★ 美國紐伯瑞兒童文學榮譽獎
Jerome Foxworthy — the Jayfox to his friends — likes to think he can handle anything. He handled growing up without a father. He handled being the first, and still the only, black kid in his newly integrated North Carolina school. And he sure can handle a basketball. He's still an outsider in the seventh grade, though. So is Bix Rivers, a white kid who has a reputation as a great athlete, but who remains mysterious and moody because of troubles at home.
The two boys form an unlikely and sometimes precarious friendship centered on the basketball court, as Jerome sets out to teach Bix his game. Evening after evening, the boys play alone on an outdoor court, and while Bix improves, he refuses to do any faking — to make any moves. Then he finds his motivation: If he can beat his stepfather at basketball, he will be allowed to visit his mother, who is in a mental institution.

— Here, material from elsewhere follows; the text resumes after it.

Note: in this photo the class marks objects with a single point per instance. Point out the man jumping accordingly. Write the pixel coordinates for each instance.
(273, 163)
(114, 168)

In this Newbery Honor Book, Bruce Brooks' first novel for young people, the deservedly award-winning author combines the energy and pace of a sports story with the depth of a realistic coming-of-age novel. Brooks infuses Jerome's first-person narration with humor and attitude, and creates detailed, entertaining basketball scenes that fairly jump off the page to capture sports fans and reluctant readers. But he is also an expert at capturing his characters' complexities, and underlying the banter in The Moves Make the Man is a serious exploration of values and the way people relate to one another.